Early diagenesis involves dissolution, mineralogical stabilization of aragonite and magnesium calcite to low-Mg calcite. Sixteen core-plugs from the Marion Plateau were tested with vertical stress of 0-70 MPa, as lateral strain was kept equal to zero. Results show very little strain (Figure 15). The second important chemical process is the pressure solution. The effect of purely mechanical compaction on carbonate sand was investigated and compared to published porosity–depth trends of carbonate sediments deposited with high porosity (Figure 16). Experiments, at vertical stress 0–32 MPa, show that mechanical compaction alone cannot explain porosity loss in sedimentary basins. The rate of porosity loss in carbonate sediments having high porosity at deposition time is far more important in nature than in experiment.
● Burial diagenesis is driven towards higher mechanical and chemical (thermodynamic) stability. The reduction in porosity at a function of stress varies greatly as functions of mineralogy, sorting and grain size and can be tested experimentally.

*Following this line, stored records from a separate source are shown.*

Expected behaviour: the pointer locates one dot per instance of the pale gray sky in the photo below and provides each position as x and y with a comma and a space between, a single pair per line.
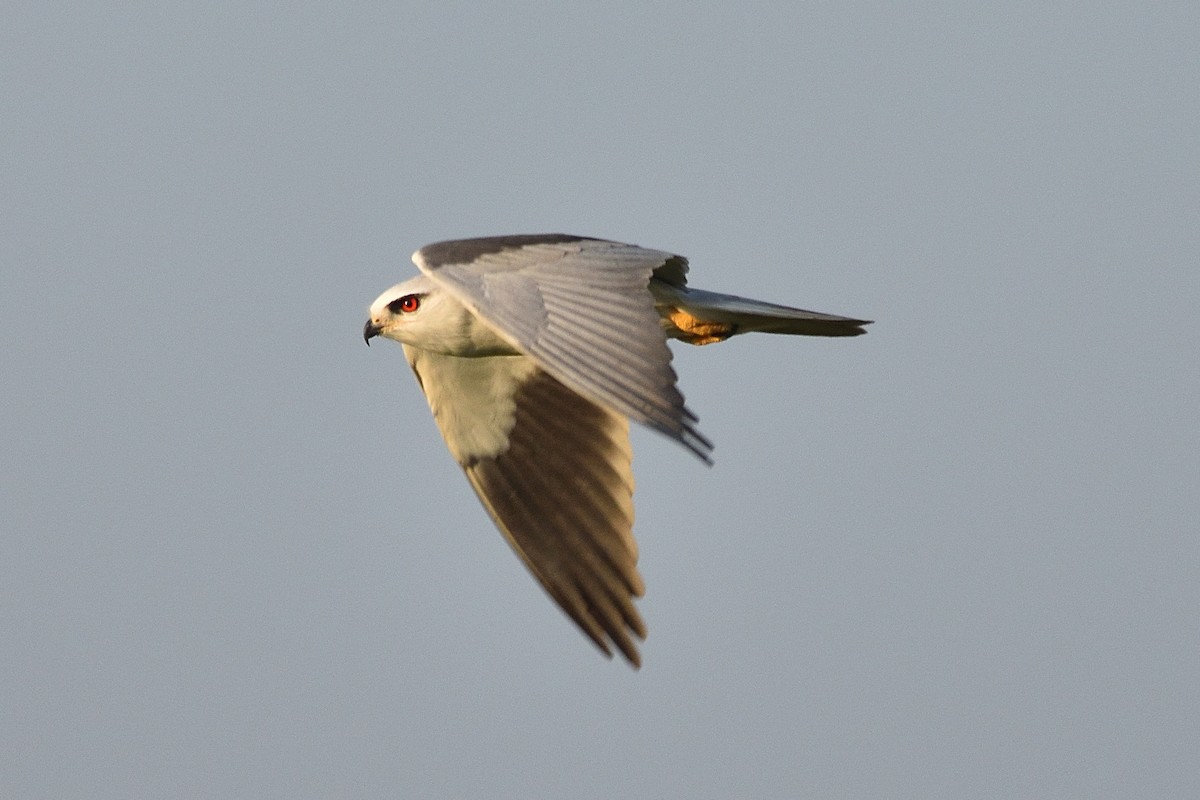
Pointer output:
954, 558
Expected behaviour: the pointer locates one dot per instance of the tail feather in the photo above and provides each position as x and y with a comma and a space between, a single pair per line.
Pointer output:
702, 317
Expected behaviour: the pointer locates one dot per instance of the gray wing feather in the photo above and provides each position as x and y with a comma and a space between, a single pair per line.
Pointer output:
582, 308
552, 468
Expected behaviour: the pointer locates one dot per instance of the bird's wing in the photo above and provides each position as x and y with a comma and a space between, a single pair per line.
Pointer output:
552, 468
583, 311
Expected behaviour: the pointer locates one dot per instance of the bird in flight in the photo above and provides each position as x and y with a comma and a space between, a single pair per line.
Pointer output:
534, 352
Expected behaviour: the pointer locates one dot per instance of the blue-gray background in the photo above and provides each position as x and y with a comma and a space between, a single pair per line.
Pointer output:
953, 558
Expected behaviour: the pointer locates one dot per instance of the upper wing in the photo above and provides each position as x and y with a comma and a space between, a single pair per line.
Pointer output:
583, 311
553, 470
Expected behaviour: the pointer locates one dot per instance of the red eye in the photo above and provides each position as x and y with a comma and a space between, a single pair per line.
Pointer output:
407, 305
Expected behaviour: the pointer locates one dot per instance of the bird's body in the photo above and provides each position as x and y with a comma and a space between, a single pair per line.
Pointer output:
534, 352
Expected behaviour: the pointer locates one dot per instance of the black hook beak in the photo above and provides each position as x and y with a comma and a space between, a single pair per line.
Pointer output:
370, 331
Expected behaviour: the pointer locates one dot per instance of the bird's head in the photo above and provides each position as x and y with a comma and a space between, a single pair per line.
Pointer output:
421, 314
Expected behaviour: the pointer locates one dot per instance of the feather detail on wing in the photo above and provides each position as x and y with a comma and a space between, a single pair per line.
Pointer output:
552, 468
582, 310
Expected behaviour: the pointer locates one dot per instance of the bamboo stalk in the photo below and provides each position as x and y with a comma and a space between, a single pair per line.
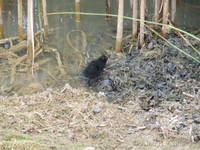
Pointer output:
44, 18
1, 20
108, 8
119, 26
165, 16
20, 20
142, 17
77, 10
156, 10
173, 10
135, 15
30, 31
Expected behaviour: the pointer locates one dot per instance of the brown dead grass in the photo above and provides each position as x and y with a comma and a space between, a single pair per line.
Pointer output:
64, 119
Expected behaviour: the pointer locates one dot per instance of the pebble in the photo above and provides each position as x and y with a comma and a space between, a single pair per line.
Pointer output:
89, 148
96, 110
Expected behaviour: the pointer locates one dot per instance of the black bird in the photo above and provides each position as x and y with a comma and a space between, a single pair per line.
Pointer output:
95, 68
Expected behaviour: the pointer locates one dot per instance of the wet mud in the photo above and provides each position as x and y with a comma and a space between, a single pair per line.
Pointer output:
156, 73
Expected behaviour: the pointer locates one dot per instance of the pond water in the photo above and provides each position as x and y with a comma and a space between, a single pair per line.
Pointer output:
75, 46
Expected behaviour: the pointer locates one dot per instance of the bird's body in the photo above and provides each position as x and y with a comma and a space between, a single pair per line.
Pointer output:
95, 68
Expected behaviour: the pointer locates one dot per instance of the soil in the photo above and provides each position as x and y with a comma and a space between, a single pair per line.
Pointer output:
146, 99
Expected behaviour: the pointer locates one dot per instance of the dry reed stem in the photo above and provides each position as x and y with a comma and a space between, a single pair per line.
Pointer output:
1, 20
77, 10
135, 15
108, 8
45, 18
173, 10
157, 10
119, 26
142, 17
20, 20
30, 32
165, 16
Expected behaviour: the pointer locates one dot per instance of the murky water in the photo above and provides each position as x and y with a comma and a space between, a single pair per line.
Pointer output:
75, 46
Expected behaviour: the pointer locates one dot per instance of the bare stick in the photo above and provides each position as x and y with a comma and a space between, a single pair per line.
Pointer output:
44, 18
30, 31
119, 26
173, 10
165, 16
142, 17
108, 8
77, 9
20, 20
135, 15
1, 20
156, 10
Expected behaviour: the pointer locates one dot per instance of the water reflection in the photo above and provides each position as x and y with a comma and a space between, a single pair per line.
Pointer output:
76, 46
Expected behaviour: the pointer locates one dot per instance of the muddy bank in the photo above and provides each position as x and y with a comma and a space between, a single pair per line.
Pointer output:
156, 73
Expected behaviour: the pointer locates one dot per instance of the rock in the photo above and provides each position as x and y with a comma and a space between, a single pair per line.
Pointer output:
121, 108
96, 110
196, 118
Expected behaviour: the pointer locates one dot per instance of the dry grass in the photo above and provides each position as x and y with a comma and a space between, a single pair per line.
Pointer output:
65, 119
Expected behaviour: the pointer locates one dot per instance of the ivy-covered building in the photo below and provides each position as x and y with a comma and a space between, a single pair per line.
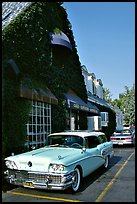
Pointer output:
43, 88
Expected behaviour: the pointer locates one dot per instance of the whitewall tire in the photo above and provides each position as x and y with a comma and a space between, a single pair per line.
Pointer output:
76, 180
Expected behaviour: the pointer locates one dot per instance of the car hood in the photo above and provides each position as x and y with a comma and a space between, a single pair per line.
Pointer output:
39, 160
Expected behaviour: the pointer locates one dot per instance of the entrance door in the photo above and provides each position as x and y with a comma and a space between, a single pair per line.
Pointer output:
75, 120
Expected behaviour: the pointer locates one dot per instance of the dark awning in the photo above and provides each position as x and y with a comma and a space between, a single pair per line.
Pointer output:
75, 102
38, 95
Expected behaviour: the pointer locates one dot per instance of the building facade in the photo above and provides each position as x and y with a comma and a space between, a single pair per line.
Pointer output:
43, 88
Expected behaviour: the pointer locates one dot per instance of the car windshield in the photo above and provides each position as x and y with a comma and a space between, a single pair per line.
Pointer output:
123, 132
65, 141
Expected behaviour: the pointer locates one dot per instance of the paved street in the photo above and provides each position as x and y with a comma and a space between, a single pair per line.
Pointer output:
117, 184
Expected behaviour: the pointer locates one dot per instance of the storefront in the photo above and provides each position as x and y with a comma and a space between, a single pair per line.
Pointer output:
78, 111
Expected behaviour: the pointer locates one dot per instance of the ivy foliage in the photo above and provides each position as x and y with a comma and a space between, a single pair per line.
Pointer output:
27, 41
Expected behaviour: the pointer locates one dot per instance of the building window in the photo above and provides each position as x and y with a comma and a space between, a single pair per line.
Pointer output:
39, 124
104, 119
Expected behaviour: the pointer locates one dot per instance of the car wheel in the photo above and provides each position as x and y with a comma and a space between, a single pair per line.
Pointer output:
76, 180
106, 162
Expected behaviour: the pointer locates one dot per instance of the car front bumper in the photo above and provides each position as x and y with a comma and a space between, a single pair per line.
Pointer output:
40, 180
122, 142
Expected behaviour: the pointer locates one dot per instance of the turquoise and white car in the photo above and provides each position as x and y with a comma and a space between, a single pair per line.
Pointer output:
62, 163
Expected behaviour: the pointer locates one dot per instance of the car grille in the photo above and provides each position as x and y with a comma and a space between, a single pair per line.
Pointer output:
43, 177
37, 177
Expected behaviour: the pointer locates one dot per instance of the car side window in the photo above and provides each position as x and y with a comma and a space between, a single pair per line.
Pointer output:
92, 141
103, 138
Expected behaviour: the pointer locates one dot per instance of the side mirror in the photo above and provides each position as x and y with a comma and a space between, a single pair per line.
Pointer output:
33, 147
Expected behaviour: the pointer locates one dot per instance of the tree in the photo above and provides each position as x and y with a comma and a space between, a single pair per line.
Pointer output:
125, 103
107, 95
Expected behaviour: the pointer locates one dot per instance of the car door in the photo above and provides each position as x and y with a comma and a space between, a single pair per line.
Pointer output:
93, 153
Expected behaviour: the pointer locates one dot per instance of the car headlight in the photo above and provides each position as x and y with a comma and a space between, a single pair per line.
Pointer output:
56, 167
11, 164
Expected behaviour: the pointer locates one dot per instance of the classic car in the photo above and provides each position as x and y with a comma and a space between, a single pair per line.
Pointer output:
123, 137
66, 158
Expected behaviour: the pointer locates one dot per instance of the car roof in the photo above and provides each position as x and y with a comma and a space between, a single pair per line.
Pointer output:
79, 133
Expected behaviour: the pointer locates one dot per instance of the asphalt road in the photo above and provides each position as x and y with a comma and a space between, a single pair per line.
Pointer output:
117, 184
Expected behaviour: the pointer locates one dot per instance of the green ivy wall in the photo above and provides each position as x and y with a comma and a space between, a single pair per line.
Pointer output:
27, 41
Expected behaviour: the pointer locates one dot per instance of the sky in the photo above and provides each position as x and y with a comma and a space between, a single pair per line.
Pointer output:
104, 33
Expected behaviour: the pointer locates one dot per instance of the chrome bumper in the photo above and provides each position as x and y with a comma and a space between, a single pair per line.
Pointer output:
40, 180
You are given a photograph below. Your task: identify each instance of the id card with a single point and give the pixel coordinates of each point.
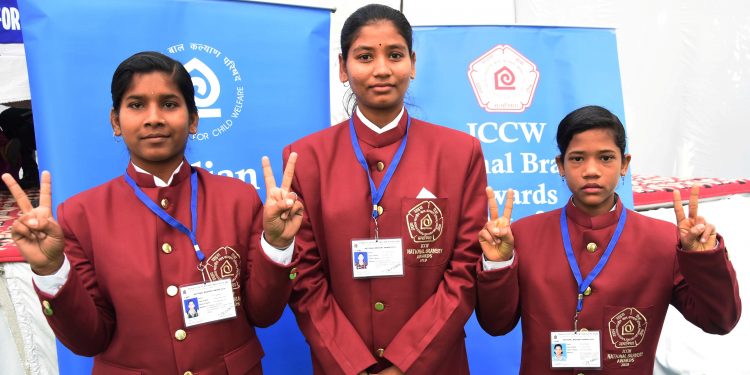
(207, 302)
(580, 349)
(377, 258)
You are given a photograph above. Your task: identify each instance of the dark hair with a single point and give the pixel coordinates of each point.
(147, 62)
(370, 14)
(587, 118)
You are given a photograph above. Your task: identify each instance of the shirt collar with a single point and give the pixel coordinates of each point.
(391, 125)
(158, 181)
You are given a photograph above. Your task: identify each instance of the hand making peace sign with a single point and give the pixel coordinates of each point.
(282, 213)
(37, 235)
(695, 233)
(496, 238)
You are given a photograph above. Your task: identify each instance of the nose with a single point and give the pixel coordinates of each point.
(381, 68)
(591, 169)
(154, 116)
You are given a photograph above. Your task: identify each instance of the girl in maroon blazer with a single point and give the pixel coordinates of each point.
(404, 196)
(594, 278)
(118, 272)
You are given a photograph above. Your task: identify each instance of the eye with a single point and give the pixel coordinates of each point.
(364, 57)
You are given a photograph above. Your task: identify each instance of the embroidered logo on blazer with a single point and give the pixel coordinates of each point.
(224, 263)
(425, 222)
(627, 328)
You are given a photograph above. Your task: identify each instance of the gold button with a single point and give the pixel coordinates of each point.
(591, 247)
(47, 308)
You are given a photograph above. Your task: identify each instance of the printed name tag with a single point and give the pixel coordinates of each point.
(580, 349)
(377, 258)
(207, 302)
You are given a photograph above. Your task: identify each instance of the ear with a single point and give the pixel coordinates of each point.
(115, 121)
(193, 124)
(343, 77)
(413, 65)
(625, 165)
(560, 165)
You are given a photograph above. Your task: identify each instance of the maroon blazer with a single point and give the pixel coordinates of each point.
(115, 304)
(416, 321)
(629, 299)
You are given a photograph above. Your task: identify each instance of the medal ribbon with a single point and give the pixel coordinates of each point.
(583, 284)
(377, 194)
(167, 217)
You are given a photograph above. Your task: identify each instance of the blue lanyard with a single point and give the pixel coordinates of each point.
(377, 194)
(582, 285)
(168, 218)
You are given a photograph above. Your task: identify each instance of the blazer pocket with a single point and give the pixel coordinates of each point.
(244, 359)
(104, 367)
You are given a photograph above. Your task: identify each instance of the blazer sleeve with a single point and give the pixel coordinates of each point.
(498, 303)
(438, 324)
(81, 316)
(269, 284)
(705, 289)
(333, 340)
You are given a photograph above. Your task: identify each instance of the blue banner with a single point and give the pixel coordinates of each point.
(261, 77)
(10, 22)
(509, 87)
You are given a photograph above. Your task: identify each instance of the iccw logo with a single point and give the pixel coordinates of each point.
(219, 92)
(503, 80)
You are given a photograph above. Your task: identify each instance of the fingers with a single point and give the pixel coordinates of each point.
(45, 191)
(508, 210)
(268, 174)
(693, 205)
(286, 181)
(492, 203)
(21, 199)
(679, 213)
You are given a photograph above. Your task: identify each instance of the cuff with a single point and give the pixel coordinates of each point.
(488, 265)
(280, 256)
(51, 284)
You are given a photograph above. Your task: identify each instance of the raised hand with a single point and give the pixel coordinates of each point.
(496, 238)
(695, 233)
(37, 235)
(282, 213)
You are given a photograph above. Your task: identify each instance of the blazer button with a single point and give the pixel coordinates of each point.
(591, 247)
(47, 308)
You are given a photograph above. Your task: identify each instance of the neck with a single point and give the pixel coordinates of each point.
(381, 117)
(163, 169)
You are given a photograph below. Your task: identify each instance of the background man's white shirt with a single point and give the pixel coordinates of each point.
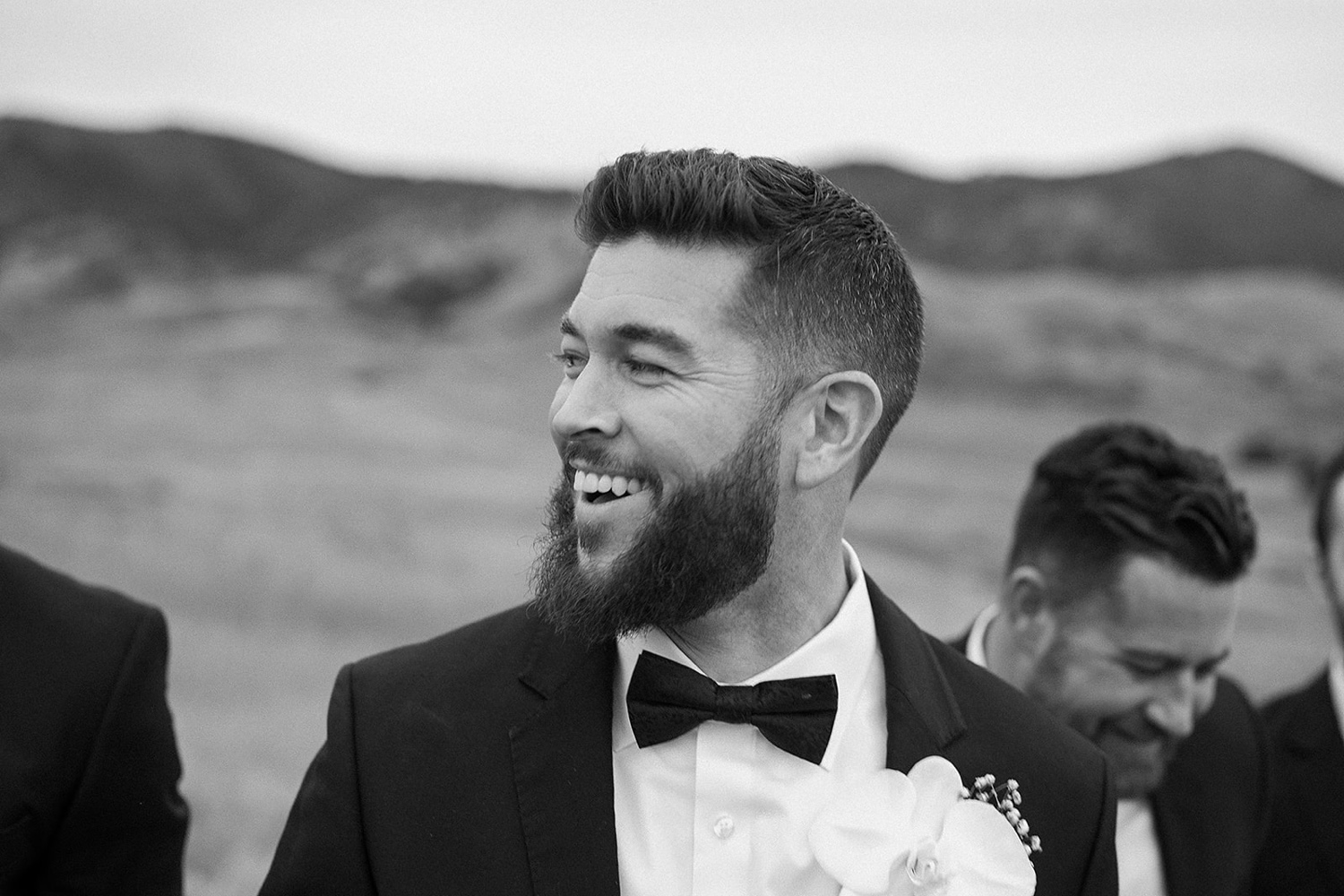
(1336, 683)
(1137, 849)
(723, 810)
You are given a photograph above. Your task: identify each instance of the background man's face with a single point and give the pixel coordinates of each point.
(1133, 670)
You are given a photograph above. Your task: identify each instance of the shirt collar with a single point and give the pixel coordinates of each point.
(846, 648)
(976, 640)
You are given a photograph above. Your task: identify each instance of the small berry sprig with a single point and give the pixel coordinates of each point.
(1005, 798)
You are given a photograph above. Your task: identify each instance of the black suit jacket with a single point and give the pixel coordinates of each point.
(1211, 809)
(88, 761)
(1304, 855)
(481, 763)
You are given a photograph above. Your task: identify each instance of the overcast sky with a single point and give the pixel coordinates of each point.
(545, 91)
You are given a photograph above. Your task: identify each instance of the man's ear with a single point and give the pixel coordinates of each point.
(838, 413)
(1027, 611)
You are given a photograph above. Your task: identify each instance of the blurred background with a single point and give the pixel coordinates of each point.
(279, 282)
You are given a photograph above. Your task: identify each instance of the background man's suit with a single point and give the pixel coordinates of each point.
(481, 762)
(88, 761)
(1304, 853)
(1212, 805)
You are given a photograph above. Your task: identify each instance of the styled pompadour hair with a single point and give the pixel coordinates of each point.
(1121, 489)
(828, 288)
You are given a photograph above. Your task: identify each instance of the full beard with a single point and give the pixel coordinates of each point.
(698, 549)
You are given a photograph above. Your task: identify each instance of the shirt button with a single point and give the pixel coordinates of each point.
(723, 826)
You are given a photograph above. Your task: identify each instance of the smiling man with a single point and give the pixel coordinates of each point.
(703, 667)
(1116, 613)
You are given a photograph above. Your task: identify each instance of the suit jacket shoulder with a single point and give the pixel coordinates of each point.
(1211, 809)
(475, 762)
(1305, 848)
(89, 780)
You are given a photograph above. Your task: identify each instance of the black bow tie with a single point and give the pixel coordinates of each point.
(667, 700)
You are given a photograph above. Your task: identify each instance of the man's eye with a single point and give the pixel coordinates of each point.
(644, 368)
(570, 362)
(1148, 669)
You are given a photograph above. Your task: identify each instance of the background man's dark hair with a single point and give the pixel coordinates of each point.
(1121, 489)
(830, 288)
(1325, 522)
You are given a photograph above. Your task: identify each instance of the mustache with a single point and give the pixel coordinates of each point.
(1137, 728)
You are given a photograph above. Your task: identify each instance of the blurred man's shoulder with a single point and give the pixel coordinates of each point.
(39, 600)
(1010, 723)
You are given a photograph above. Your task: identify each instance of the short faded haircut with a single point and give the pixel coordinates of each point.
(828, 288)
(1123, 489)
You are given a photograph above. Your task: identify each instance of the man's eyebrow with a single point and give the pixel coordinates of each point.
(658, 336)
(1174, 661)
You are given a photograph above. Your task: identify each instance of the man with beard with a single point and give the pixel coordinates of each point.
(1304, 853)
(1116, 613)
(704, 665)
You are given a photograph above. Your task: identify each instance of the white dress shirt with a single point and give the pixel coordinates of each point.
(1137, 849)
(723, 810)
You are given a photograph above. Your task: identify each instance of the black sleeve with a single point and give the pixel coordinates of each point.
(322, 849)
(126, 825)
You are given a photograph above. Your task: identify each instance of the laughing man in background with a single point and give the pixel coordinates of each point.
(1116, 614)
(1305, 850)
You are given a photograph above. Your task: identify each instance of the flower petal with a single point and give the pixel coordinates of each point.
(938, 788)
(859, 836)
(983, 853)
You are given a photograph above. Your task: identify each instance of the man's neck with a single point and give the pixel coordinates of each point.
(780, 613)
(1003, 656)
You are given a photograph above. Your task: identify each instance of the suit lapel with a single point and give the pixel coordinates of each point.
(562, 770)
(1316, 775)
(922, 713)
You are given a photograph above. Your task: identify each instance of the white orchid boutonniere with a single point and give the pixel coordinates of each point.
(894, 834)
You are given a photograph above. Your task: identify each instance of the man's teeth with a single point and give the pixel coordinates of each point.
(594, 484)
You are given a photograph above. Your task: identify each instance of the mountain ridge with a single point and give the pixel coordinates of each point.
(88, 211)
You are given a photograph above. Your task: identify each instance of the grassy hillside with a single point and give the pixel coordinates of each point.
(298, 484)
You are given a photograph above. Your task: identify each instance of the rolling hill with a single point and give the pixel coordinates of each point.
(88, 212)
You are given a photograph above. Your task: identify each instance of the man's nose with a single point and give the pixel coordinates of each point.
(1183, 699)
(585, 406)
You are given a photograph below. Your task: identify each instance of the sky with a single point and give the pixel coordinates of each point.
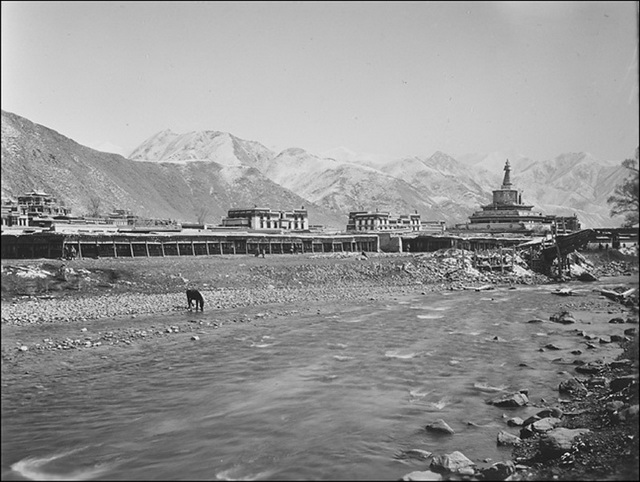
(388, 79)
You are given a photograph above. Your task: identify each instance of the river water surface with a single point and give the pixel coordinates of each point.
(334, 395)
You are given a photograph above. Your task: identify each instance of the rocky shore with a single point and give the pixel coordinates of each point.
(47, 305)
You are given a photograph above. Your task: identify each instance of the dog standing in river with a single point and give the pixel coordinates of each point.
(196, 297)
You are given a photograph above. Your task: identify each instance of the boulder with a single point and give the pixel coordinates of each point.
(573, 386)
(499, 471)
(587, 276)
(516, 399)
(506, 438)
(591, 368)
(455, 462)
(515, 422)
(425, 475)
(440, 426)
(556, 442)
(621, 383)
(630, 413)
(564, 317)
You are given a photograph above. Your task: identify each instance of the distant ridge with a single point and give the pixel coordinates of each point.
(173, 176)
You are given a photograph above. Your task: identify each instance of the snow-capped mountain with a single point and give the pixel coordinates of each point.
(171, 175)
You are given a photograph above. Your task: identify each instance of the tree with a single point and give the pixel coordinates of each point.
(626, 194)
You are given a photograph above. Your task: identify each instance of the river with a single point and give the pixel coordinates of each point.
(333, 395)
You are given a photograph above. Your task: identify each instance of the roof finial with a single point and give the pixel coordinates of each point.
(506, 182)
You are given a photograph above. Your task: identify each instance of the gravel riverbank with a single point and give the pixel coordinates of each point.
(55, 312)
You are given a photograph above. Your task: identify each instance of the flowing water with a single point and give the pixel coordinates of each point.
(333, 395)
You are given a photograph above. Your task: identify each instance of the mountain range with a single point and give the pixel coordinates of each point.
(199, 176)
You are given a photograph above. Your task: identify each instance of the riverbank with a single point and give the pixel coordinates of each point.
(82, 310)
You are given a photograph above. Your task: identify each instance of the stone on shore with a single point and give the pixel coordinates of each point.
(440, 426)
(564, 317)
(506, 438)
(499, 471)
(559, 440)
(455, 462)
(516, 399)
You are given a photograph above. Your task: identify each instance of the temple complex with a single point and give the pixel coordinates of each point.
(507, 213)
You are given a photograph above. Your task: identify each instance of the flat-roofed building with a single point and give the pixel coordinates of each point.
(383, 221)
(264, 218)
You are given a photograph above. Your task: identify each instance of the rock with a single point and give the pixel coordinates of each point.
(426, 475)
(516, 399)
(454, 462)
(545, 424)
(564, 317)
(591, 368)
(625, 362)
(621, 383)
(559, 440)
(515, 422)
(587, 276)
(573, 386)
(440, 426)
(499, 471)
(506, 438)
(630, 413)
(614, 406)
(417, 454)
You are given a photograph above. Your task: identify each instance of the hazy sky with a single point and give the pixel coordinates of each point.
(386, 78)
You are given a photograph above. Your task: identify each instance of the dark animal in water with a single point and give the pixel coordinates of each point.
(196, 297)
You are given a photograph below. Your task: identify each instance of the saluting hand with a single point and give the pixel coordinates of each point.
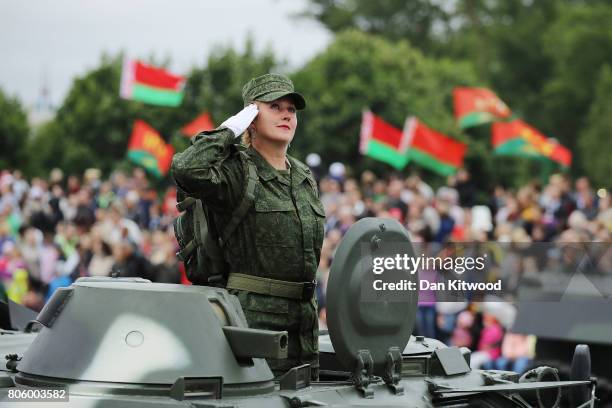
(240, 121)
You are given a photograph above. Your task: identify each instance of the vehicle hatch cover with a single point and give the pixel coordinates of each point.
(358, 317)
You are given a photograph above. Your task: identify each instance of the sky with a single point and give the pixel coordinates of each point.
(50, 42)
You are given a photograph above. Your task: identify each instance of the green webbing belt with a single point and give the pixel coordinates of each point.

● Chemical compaction is controlled primarily by the mineralogical and textural composition. In sandstones and siliceous mudstones the rate of compaction is controlled by the kinetics and thereby the temperature. The physical properties of mudstones vary greatly as a function of the clay mineralogy and also the composition of pore fluids.
● Compaction of carbonate is still poorly understood and it is difficult to determine the relative influence of stress and temperature. Mass transfer is constrained by water flow and diffusion rates, particularly at greater depth and diagenetic reactions are nearly isochemical.
● As a consequence the porosity (rock volume) of a given lithology will always decrease during deeper burial. Increases in porosity must be due to dissolution at shallow depths or extension due to unloading.
● Forward modelling of compaction is very sensitive to small changes in the primary sediment composition. Diagenetic models must be calibrated by well log data for different lithologies.